Contrairement à ce qu'on aurait pu imaginer,
l'activité
de diffusion musicale par les concerts resta intense durant cette
période troublée. En moyenne, on compta autant de
concerts par saison que pendant la période d'avant-guerre
avec
quelques séances particulières : un concert
d'hommage au
maréchal Pétain, chef de l'Etat, à
Vichy le 20 octobre 1942, un gala d'œuvres
de compositeurs prisonniers le 17 décembre de cette
année-là, un hommage français
à Wagner
à l'occasion du soixantième anniversaire de sa
mort les 9 et 16 mars 1943, mais
aussi dans Paris libéré une réception
du
général de Gaulle le 22 janvier 1945 et un
concert pour les soldats
alliés le 27 mars 1945. La situation politique s'invitait au
concert… L'orchestre ne se contenta pas seulement de puiser
dans le
répertoire habituel, mais assura également un
certain
nombre de créations, la plupart dues à des
compositeurs
français,
Prélude
et invention d'Eugène Bozza,
En
Famille de Raymond Loucheur,
Ouverture pour une fête
de Jacques
Ibert,
Symphonie en
ré de Georges Dandelot,
Complaintes du
soldat d'André Jolivet,
les Animaux modèles
de Francis
Poulenc,
le
Poème du Rhône de Maurice Emmanuel,
Oraison,
Nocturne
de Marcel Labey,
Psaume
136 de Jean Martinon,
Ouverture
pour
un conte de Boccace d'Henri Martelli, la
symphonie d'Henri
Tomasi,
Trois petites liturgies
de la présence divine d'Olivier Messiaen
et deux mois après la libération de Paris, une
œuvre de circonstance d'Arthur Honegger, le
Chant de la
libération. Trois compositeurs
étrangers eurent le
privilège de présenter des pièces non
encore
entendues à Paris, d'Alexandre Tcherepnine la
Suite géorgienne,
de Tibor Harsanyi
l'Histoire
du petit tailleur, un conte musical dans
la même veine que
Pierre
et le loup de Prokofiev et d'Ernesto Halffter
la Fantaisie
portugaise. A noter l'apparition de la musique
anglaise. Par deux fois, au cours de la saison 44/45, un jeune
compositeur britannique trentenaire, Benjamin Britten inscrivit son
nom sur les programmes avec sa
Sérénade
pour cor et
ténor et sa
Sinfonia da Requiem
et son compatriote Alan Rawsthorne l'imita avec un
Concerto pour
piano. Les armées anglaises
présentes sur le territoire français
contribuaient
à libérer le pays, cela valait bien l'effort de
se
tourner vers la musique d'outre-Manche !
Trois œuvres tchèques de Smetana et
Dvořák
représentèrent la Tchécoslovaquie
démantelée et occupée par les
armées
allemandes, sous la botte nazie.
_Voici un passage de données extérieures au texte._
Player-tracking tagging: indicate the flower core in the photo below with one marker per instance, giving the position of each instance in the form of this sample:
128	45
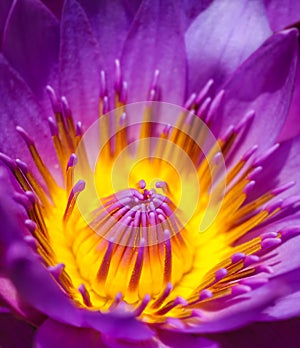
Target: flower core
147	216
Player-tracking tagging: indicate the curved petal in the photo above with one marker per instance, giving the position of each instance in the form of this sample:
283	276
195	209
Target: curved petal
15	333
54	334
192	9
155	41
280	168
55	6
221	38
31	45
178	340
292	125
5	8
79	63
282	13
19	108
110	21
276	335
264	85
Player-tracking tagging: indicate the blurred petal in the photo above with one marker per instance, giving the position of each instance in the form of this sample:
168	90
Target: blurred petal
37	287
110	21
55	6
53	334
292	126
177	340
276	335
282	13
280	168
31	45
19	107
148	48
221	38
79	63
264	85
15	333
193	8
5	8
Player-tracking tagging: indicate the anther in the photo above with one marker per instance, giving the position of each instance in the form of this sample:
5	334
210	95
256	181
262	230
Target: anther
85	295
53	99
78	187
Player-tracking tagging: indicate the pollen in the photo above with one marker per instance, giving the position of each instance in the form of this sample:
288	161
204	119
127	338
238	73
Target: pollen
151	214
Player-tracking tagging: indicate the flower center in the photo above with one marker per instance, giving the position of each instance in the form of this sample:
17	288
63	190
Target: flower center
148	217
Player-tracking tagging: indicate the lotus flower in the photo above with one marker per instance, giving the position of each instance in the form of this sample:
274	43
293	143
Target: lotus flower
155	207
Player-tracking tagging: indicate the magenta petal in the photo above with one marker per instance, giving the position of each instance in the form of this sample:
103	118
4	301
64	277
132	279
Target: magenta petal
279	169
79	63
284	308
178	340
155	41
283	334
110	21
19	107
193	8
54	334
31	45
221	38
10	298
264	85
5	7
292	126
282	13
37	287
15	333
55	6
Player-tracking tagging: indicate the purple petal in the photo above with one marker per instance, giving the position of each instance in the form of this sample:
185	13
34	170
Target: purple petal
54	6
218	316
284	307
11	299
15	333
282	13
177	340
31	45
276	335
110	21
292	126
279	169
53	334
37	287
79	63
5	8
155	41
193	8
264	85
19	107
221	38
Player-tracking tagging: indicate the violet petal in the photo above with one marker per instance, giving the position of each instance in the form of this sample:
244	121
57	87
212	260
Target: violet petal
292	125
161	49
282	13
54	334
79	63
276	335
110	22
19	107
15	333
5	8
221	38
264	85
31	45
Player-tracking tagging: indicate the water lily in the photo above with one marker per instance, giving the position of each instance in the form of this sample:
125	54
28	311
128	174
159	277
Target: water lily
145	199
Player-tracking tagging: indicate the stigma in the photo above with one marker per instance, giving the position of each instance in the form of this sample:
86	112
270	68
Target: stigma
149	215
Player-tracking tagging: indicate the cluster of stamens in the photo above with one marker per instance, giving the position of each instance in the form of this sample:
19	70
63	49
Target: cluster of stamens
134	248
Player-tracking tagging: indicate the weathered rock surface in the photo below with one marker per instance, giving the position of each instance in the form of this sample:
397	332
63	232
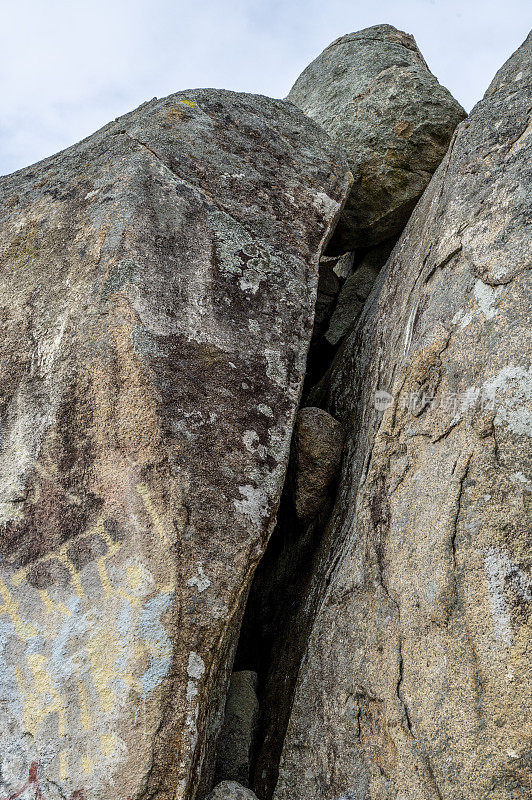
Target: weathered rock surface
230	790
157	285
239	728
417	679
355	292
316	455
374	94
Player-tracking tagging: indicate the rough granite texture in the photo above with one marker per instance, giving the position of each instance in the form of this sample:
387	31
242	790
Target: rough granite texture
239	728
157	285
315	460
374	94
230	790
417	679
355	291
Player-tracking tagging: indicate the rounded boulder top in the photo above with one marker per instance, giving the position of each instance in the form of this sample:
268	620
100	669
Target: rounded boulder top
374	94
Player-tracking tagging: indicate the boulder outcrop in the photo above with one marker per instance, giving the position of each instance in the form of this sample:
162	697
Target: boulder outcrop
230	790
158	283
416	681
374	94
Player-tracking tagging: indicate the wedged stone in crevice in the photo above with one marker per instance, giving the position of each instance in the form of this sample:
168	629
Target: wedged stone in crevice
268	641
231	790
355	291
316	453
239	728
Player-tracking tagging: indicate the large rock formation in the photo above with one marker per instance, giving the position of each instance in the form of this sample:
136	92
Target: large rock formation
157	285
374	94
417	679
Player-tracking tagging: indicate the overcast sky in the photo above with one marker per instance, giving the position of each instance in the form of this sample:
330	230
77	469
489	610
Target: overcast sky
69	66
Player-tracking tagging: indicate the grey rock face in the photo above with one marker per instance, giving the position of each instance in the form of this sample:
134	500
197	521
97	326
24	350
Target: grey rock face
316	456
355	292
374	94
416	680
239	728
230	790
157	287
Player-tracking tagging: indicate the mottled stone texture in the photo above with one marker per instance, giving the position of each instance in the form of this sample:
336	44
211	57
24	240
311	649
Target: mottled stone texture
374	94
230	790
239	729
417	680
157	287
315	460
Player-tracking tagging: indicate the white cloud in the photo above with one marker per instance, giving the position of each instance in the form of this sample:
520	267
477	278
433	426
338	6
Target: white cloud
69	66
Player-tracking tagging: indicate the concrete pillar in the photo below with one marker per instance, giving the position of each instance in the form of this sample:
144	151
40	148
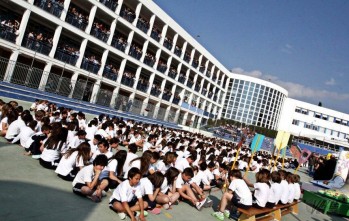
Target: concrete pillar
91	17
95	91
112	31
45	76
65	9
103	61
11	66
55	41
74	79
82	53
23	27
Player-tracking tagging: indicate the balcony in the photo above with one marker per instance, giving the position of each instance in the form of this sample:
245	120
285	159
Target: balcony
37	45
8	33
66	56
51	7
76	21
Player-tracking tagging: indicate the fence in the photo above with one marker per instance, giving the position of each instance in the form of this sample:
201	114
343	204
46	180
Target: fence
81	89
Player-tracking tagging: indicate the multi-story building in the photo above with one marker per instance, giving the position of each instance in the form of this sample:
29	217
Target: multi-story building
131	55
112	53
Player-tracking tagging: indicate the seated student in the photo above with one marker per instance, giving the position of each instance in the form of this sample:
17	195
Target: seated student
73	161
238	194
168	194
284	187
113	171
291	188
26	133
168	161
261	189
86	182
53	148
185	191
127	197
297	188
33	144
103	148
275	189
150	187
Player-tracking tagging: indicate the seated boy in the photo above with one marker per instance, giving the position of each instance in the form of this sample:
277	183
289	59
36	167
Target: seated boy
185	191
86	182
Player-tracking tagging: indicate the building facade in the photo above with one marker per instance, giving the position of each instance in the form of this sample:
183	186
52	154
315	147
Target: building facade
112	53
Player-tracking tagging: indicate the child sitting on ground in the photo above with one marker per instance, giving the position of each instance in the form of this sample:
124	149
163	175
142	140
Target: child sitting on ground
127	197
86	182
238	194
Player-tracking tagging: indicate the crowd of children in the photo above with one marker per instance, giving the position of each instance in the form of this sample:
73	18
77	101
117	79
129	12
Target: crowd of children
175	164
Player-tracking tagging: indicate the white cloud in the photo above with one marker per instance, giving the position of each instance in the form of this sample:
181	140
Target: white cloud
296	90
331	82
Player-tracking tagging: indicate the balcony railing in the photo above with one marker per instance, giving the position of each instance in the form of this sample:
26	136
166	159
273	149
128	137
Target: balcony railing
38	46
7	33
74	20
66	56
90	66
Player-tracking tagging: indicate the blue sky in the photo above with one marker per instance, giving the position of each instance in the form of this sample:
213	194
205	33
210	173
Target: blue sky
301	45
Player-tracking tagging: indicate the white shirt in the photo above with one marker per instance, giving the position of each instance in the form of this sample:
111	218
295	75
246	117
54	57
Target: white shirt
24	135
285	191
85	175
276	192
14	128
129	157
291	192
181	164
297	191
240	188
66	165
125	192
146	186
111	167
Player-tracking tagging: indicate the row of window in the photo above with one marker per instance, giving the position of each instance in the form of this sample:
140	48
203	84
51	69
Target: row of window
322	116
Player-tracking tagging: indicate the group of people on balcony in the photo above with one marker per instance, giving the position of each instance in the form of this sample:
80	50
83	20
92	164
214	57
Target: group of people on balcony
135	51
162	66
128	14
167	94
77	18
128	78
100	31
143	24
111	72
149	59
120	43
38	41
91	63
9	29
67	53
54	7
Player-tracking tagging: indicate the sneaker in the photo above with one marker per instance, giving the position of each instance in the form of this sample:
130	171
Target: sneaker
36	156
234	216
122	216
139	213
200	204
218	215
209	203
226	213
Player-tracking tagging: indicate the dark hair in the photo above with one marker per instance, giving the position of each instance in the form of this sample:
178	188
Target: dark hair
120	156
171	174
188	171
275	177
156	179
100	160
133	172
132	148
235	173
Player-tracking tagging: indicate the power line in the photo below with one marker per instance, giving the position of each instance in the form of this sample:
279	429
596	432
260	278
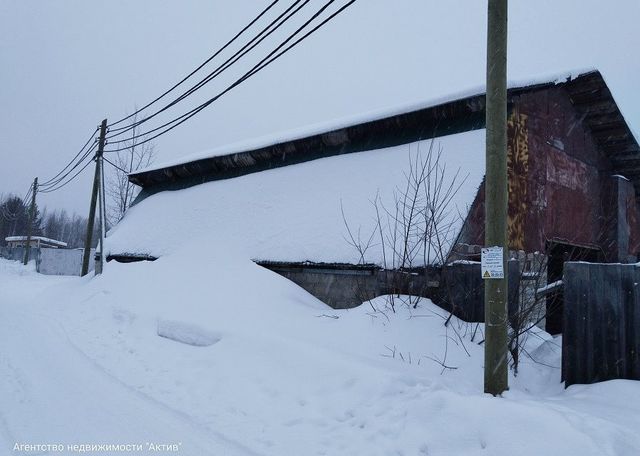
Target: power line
72	160
78	163
244	50
115	166
49	190
270	58
227	44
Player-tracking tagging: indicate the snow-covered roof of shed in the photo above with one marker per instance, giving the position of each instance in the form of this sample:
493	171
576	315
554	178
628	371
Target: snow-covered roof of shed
294	213
36	238
309	130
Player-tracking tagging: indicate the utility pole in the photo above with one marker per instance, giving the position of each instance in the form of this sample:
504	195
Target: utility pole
102	218
32	215
495	289
94	197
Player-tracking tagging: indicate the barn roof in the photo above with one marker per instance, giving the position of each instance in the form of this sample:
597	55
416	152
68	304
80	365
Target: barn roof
588	93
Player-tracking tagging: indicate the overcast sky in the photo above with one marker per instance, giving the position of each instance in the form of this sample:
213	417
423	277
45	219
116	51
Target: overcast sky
65	65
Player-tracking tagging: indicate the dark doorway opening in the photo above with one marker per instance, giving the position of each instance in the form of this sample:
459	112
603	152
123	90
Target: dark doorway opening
559	254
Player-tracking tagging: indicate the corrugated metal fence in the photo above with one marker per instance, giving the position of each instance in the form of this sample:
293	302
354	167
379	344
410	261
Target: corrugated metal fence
601	339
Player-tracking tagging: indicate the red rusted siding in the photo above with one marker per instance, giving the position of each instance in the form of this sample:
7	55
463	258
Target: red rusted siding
560	183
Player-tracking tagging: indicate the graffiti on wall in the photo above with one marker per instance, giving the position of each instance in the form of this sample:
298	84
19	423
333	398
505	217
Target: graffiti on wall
517	168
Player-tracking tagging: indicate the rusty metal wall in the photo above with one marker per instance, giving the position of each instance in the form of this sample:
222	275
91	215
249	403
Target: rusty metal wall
560	183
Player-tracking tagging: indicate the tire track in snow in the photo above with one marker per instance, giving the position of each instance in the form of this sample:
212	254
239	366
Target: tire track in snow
75	400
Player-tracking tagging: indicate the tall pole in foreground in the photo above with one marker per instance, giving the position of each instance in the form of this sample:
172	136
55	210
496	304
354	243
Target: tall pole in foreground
94	197
32	215
495	290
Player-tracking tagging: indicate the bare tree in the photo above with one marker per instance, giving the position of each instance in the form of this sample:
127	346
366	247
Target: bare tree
417	229
137	154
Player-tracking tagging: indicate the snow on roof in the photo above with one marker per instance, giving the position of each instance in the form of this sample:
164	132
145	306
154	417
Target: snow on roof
294	213
36	238
309	130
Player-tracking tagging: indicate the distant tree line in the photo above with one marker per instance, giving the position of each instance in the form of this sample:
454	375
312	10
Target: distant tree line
54	224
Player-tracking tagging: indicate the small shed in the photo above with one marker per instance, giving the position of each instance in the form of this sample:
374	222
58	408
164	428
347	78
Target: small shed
36	242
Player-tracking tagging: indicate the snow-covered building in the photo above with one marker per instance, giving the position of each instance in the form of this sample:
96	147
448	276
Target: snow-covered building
305	198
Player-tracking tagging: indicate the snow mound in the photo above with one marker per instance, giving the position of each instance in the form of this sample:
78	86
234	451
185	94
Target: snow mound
187	333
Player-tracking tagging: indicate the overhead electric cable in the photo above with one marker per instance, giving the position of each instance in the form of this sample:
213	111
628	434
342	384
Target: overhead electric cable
73	159
115	166
68	181
227	44
244	50
270	58
55	182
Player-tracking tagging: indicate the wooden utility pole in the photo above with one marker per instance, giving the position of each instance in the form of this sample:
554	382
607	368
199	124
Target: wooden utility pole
102	218
94	197
32	215
495	289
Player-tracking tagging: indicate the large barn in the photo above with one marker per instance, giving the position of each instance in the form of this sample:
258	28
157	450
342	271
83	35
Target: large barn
304	201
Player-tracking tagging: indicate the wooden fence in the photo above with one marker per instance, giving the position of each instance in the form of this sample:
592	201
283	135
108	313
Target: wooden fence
601	339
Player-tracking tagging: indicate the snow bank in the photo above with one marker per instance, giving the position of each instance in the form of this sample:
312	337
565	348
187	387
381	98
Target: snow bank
284	379
187	333
294	213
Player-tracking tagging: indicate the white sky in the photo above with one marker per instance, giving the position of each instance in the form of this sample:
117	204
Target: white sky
66	65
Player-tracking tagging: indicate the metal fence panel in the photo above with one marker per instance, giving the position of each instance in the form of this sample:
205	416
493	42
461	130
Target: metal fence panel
601	339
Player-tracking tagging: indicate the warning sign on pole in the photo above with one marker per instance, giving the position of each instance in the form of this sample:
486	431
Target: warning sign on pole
492	263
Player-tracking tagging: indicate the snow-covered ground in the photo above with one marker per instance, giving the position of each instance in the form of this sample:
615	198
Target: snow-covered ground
247	363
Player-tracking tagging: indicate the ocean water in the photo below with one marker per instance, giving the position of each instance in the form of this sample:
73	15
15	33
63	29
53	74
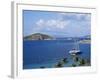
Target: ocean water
47	53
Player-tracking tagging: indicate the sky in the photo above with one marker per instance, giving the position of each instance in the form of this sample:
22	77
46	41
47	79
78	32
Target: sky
57	24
Pas de surprise, les auditeurs
n'eurent aucune révélation musicale puisque ce
furent
les mêmes qu'avant guerre, pour Smetana, l'ouverture
brillante de
la Fiancée
vendue diffusée deux fois le 17 juin 1943 et
le 28 mars 1944 sur Radio Paris qui retransmettait les concerts de la
société du conservatoire,
pour Dvořák, le
concerto pour violoncelle
sous l'archet de Maurice Maréchal le
26 novembre 1944 et la
symphonie
du Nouveau Monde par deux fois également le 20
février 1944 et le 7 janvier 1945.
Présence de la musique
tchèque à la Société des
Concerts du Conservatoire (1939/1945)
compositeur |
œuvre |
date
de compo-
sition |
opus |
date
d'exécution |
chef |
soliste |
Bedrich Smetana |
la
Fiancée vendue |
1866 |
|
17/6/43 |
Gustave Cloëz |
|
|
|
|
|
28/3/44 |
Gustave Cloëz |
|
Antonín
Dvořák |
Symphonie
n° 9 du Nouveau Monde |
1893 |
B
178 |
20/2/44 |
André
Cluytens |
|
|
|
|
|
7/1/45 |
André Cluytens |
|
|
Concerto
pour violoncelle |
1895 |
B
191 |
26/11/44 |
Charles Munch
|
Maurice
Maréchal |
Au rang des solistes, relevons les noms des pianistes
français Marguerite
Long et Jacques Février, des violonistes Ginette Neveu et
Jacques Thibaud, en plus du violoncelliste Maurice Maréchal
son collègue
André Navarra, du chef Roger
Désormière et du
ténor Jacques Jansen (le Pelléas idéal
de
l'enregistrement dirigé alors par Roger
Désormière avec
une Mélisande non moins idéale en la personne
d'Irène Joachim).
Les années de guerre et d'occupation ne tarirent pas la
diffusion musicale, mais n'entrouvrirent pas plus les portes sur la
production symphonique tchèque
représentée par
les deux seules figures tutélaires et à travers
leurs
œuvres déjà reconnues. La pauvre
Tchécoslovaquie, oubliée de tous lors de la
montée
des périls, sacrifiée lors du pacte de Munich,
restait
toujours ignorée, y compris dans sa musique.